Scientific Mission: We aim to understand the mechanisms of assembly and function of biological hydrogels and cellular membranes. To directly assess the supramolecular level of interactions, we tailor make and study well-defined model systems.
The self-organization of molecules into dynamic and hierarchical supramolecular assemblies is a key feature of biological structures. The resulting architectures exhibit new qualities that are distinct from those that characterize its individual components. Our group is particularly interested in two types of assemblies: hydrogel-like structures that are made of flexible biopolymers and cellular membranes.

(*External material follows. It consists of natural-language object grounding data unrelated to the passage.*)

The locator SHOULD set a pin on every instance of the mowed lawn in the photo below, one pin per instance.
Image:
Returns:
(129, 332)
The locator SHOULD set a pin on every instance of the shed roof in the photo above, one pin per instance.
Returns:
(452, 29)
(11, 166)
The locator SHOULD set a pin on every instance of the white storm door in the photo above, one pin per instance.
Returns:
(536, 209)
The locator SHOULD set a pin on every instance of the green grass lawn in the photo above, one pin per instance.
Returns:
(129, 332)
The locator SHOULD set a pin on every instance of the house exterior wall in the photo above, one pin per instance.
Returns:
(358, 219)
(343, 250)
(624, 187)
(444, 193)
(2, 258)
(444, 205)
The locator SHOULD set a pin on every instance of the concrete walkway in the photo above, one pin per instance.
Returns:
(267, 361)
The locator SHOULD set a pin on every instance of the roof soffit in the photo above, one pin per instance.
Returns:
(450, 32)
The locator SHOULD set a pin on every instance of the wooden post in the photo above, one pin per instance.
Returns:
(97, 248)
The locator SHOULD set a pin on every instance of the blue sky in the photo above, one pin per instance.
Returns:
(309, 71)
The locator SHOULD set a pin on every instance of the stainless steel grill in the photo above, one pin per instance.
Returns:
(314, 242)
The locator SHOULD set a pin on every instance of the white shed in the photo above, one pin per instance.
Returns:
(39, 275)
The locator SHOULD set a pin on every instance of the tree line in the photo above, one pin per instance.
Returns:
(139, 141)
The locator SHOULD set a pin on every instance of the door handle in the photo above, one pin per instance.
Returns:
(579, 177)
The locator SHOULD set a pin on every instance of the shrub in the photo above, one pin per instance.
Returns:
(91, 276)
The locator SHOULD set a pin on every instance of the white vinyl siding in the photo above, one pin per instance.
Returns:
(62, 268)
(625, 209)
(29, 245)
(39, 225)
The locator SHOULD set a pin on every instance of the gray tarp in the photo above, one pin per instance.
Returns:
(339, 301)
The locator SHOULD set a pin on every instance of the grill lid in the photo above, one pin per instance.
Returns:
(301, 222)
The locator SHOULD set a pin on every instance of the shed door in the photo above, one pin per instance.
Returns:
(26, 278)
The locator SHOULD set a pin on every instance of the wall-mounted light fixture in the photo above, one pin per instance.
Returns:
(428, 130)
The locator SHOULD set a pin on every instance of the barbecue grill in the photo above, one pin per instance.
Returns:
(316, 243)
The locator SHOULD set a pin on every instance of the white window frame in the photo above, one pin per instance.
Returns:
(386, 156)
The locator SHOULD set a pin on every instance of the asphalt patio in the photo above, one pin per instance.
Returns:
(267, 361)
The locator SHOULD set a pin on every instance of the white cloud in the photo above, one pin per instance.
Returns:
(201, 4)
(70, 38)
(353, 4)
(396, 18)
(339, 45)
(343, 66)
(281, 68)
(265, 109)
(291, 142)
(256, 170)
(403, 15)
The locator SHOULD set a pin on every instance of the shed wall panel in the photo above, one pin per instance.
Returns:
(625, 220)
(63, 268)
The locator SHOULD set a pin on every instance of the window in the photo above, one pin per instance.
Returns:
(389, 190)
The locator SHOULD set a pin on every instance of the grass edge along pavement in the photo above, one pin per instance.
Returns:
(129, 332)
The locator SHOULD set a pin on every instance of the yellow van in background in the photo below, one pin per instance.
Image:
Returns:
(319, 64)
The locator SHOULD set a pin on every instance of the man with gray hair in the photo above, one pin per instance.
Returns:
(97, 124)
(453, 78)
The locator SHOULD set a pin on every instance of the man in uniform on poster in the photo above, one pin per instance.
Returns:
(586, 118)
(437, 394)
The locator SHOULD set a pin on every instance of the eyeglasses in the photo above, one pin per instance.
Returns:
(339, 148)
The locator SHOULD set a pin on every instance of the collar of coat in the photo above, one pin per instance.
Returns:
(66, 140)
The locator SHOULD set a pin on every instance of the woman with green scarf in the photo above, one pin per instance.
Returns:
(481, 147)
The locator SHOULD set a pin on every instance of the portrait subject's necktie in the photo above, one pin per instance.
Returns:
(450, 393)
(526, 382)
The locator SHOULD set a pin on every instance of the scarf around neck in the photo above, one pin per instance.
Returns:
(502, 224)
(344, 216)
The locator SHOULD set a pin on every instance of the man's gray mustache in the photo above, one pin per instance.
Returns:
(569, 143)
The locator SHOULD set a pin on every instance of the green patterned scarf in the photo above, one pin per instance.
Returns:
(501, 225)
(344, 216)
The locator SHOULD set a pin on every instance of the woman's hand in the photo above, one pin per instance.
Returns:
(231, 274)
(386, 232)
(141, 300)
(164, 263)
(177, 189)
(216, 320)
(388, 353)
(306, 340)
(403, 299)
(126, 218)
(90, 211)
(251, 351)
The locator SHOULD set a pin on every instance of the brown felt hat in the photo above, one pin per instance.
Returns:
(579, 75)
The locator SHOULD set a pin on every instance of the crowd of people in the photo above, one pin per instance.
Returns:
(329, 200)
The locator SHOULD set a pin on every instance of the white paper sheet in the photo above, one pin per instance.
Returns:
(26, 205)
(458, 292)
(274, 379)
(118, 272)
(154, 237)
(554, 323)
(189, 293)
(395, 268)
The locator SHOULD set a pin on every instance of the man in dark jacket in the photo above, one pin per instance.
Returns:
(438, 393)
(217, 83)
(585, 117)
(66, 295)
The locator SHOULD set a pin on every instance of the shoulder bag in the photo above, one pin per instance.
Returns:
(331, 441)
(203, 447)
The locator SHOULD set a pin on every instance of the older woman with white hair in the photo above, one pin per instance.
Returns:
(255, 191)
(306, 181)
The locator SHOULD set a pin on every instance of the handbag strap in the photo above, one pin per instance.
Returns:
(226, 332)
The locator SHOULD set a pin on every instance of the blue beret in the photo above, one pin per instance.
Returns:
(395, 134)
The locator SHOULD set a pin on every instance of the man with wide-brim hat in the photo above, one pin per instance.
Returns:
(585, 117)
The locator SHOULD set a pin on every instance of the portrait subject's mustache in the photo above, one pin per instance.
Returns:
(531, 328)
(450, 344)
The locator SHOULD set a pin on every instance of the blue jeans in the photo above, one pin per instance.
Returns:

For a thorough investigation of the physical principles underlying the organization, dynamics and function of these supramolecular architectures, it is desirable to move from living cells to well-controlled models with tunable complexity. We create such model systems on solid supports. Modern techniques of surface biofunctionalization and patterning are employed to guide the assembly down to the nanometer-scale. For the characterization of the model systems, we develop and use a toolbox of biophysical in situ characterization techniques, including quartz crystal microbalance with dissipation monitoring (QCM-D), atomic force microscopy (AFM), reflection interference contrast microscopy (RICM), spectroscopic ellipsometry (SE) and fluorescence methods.
Under inflammatory conditions and ovulation, hyaluronan-rich coats undergo significant remodeling. The inflammation-associated protein TSG-6 was hypothesized to be implicated in the coat remodeling by cross-linking HA chains. With the aid of our model systems, we could provide evidence that TSG-6 can indeed act as an effective HA cross-linker, and shed insight into the cross-linking mechanism. The cross-linking units are TSG-6 oligomers which form upon binding of TSG-6 to HA (Baranova et al. 2011). TSG-6 collapses and rigidifies hyaluronan films. Cross-linking might hence influence the mechanical environment of cells and the local organization of the pericellular coat (glycocalyx) might also serve as a signal for leukocyte recruitment to sites of inflammation.
CD44 is a major cell surface receptor for hyaluronan (HA). It is found on many cell types, and of particular importance in inflammation-like processes and tumor metastasis. The interaction of hyaluronan with the cell membrane is thought to be stabilized by multivalent interactions between polymeric HA and several cell surface receptors. The molecular (and supra molecular) mechanisms behind the regulation of binding, and in particular the different biological functions that are elicited by HA of different molecular weight, are currently not well understood.
We have designed tunable in-vitro model systems that mimic the cell surface in the sense that the HA binding domain of CD44 is immobilized in its native orientation and at controlled density to a supported lipid bilayer (SLB). Employing techniques such as QCM-D, SE and RICM and concepts from polymer theory, we analyze qualitatively and quantitatively, how the multivalent presentation of CD44 on the membrane surface regulates the binding and self-organization of hyaluronan and its complexes (Wolny et al. 2010).
Quartz crystal microbalance with dissipation monitoring (QCM-D) has become a popular tool to investigate biomolecular interaction phenomena at surfaces (Reviakine et al. 2011). In contrast to optical mass-sensitive techniques, which commonly detect the adsorbed nonhydrated mass, the mechanically coupled mass measured by QCM-D includes a significant amount of water. A mechanistic and quantitative picture of how the surrounding liquid couples to the deposited molecules has long been elusive for apparently simple phenomena like the random adsorption of proteins or other nanometre-sized particles on a planar surface.
We employ in situ combinations of QCM-D with other sensing techniques (in particular ellipsometry) and theoretical modelling to elucidate this question (Bingen et al. 2008). The insights are used for the development of novel sensing applications. With this methodology, it is for example possible to detect the clustering of proteins on supported lipid bilayers without any labels.